PEFT techniques allow customizing foundation models to improve performance on specific tasks.

Two of them, P-Tuning and Low-Rank Adaptation (LoRA), are supported out of the box for Llama 2 and have been described in detail in NeMo Framework user guide, showing how to tune Llama-2 to answer biomedical questions based on PubMedQA.

Supervised Fine-tuning

NeMo Framework offers Supervised fine-tuning (SFT) support for Llama 2 model family.

Fine-tuning refers to how one can modify the weights of a pre-trained foundation model with additional custom data. Supervised fine-tuning (SFT) refers to unfreezing all the weights and layers in tuned model and training on a newly labeled set of examples. One can fine-tune to incorporate new, domain-specific knowledge or teach the foundation model what type of response to provide. One specific type of SFT is also referred to as instruction tuning where we use SFT to teach a model to follow instructions better.

NeMo Framework offers out-of-the-box SFT support for Llama 2, which has been described in detail in NeMo Framework user guide, showing how to tune Llama-2 to follow instructions based on databricks-dolly-15k.

SteerLM

NeMo Toolkit supports SteerLM for Llama 2 model family.

SteerLM ia an attribute-conditioned supervised fine-tuning method that is an (user-steerable) alternative to reinforcement learning from human feedback (RLHF) proposed by NVIDIA. Models tuned with SteerLM offer flexible alignment at inference time.
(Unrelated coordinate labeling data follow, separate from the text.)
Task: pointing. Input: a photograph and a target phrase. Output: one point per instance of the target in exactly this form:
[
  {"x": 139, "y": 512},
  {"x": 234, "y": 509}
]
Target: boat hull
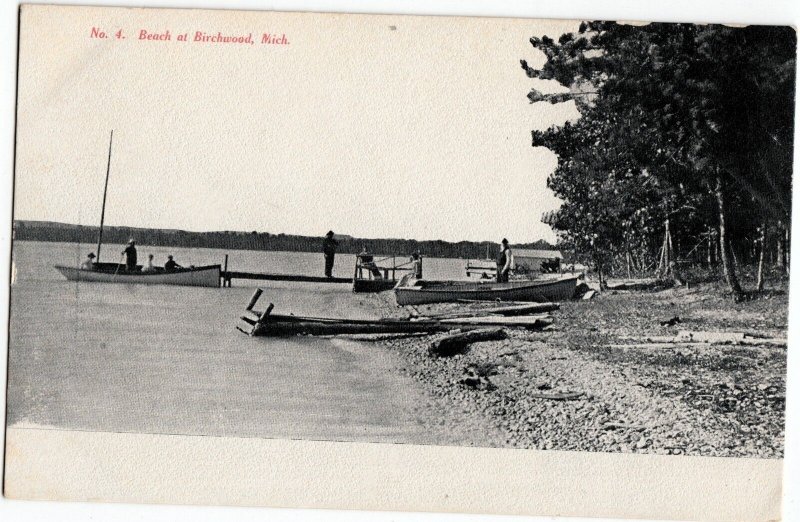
[
  {"x": 372, "y": 285},
  {"x": 528, "y": 291},
  {"x": 208, "y": 276}
]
An example of SteerLM application to Llama-2 13B model is available on Hugging Face.

Optimized Deployment with TensorRT-LLM

Using TensorRT-LLM, NeMo Framework allows exporting Llama 2 checkpoints to formats that are optimized for deployment on NVIDIA GPUs.

TensorRT-LLM is a library that allows building TensorRT engines that contain state-of-the-art optimizations to perform inference efficiently on NVIDIA GPUs.

Thanks to that, it is possible to reach state-of-the-art performance using export and deployment methods that NVIDIA built for Llama-2. This process has been described in detail in NeMo Framework user guide.

Detailed performance results are available here.